Vielfalt ist nötig, Vielfalt, steigert Gewinne, Vielfalt im Unternehmen ist gut - so ist heute in der Politik, in Unternehmen, mindestens aber bei den Unterzeichnern der „Charta der Vielfalt“ zu hören. Doch wie kann man es wirklich erreichen, dass ein kleines, ein mittelständisches oder ein großes Unternehmen, gar ein Konzern, seine Mitarbeiterinnen und Mitarbeiter mit auf den Weg nimmt in eine empirisch nicht gesicherte Gewinnzone durch Diversity Management?

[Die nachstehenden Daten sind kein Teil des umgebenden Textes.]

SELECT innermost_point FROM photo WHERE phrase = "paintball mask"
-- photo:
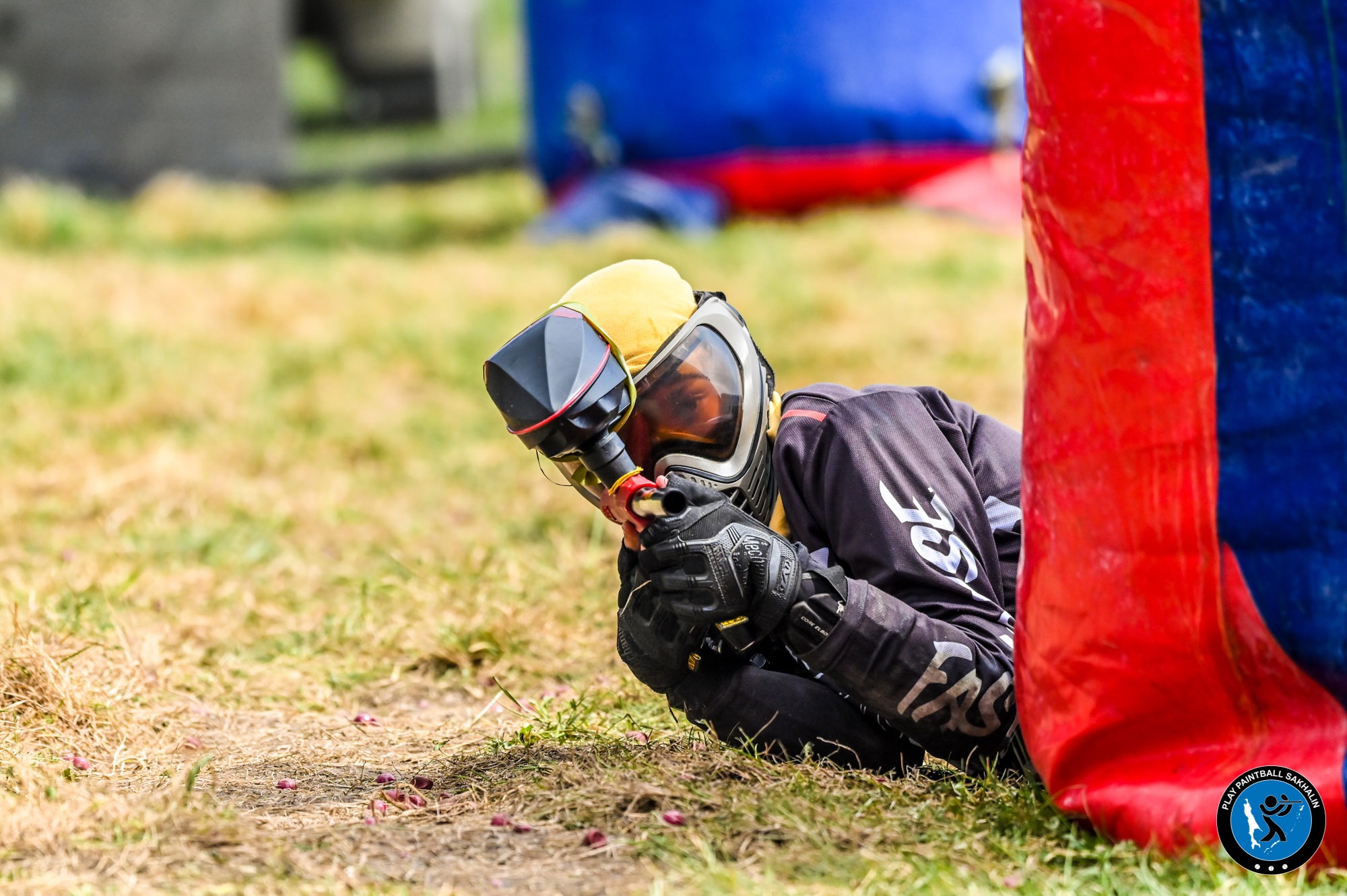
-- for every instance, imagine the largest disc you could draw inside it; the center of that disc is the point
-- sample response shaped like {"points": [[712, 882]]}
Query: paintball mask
{"points": [[698, 408]]}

Diversity Management heute - Vielfalt und Image
Das Thema Diversity Management hat in den letzten Jahren einen rasanten Aufstieg in Öffentlichkeit, Politik und Wirtschaft genommen. Etliche EU -, Bundes- und Landesprojekte wurden finanziert, händeringend best practice Beispiele in KMUs und Konzernen gesucht, web Seiten eröffnet und mit Mittelstop wieder geschlossen. Unternehmen stellten so manche Initiative, die vorher schon immer ihr Frauenförderungsprogramm gewesen sein mag, durch vorher „Frauenbeauftragte“ genannte Mitarbeiterinnen, nun als Diversity Management dar. Oder hoben eine Maßnahme wie die internen Netzwerkgruppen für Menschen mit Migrationshintergrund oder Homosexuelle als ihre Antwort auf Diversity Management hervor (siehe Die Beauftragte der Bundesregierung für Migration, Flüchtlinge und Integration Vielfalt als Chance Charta der Vielfalt Berlin 2008).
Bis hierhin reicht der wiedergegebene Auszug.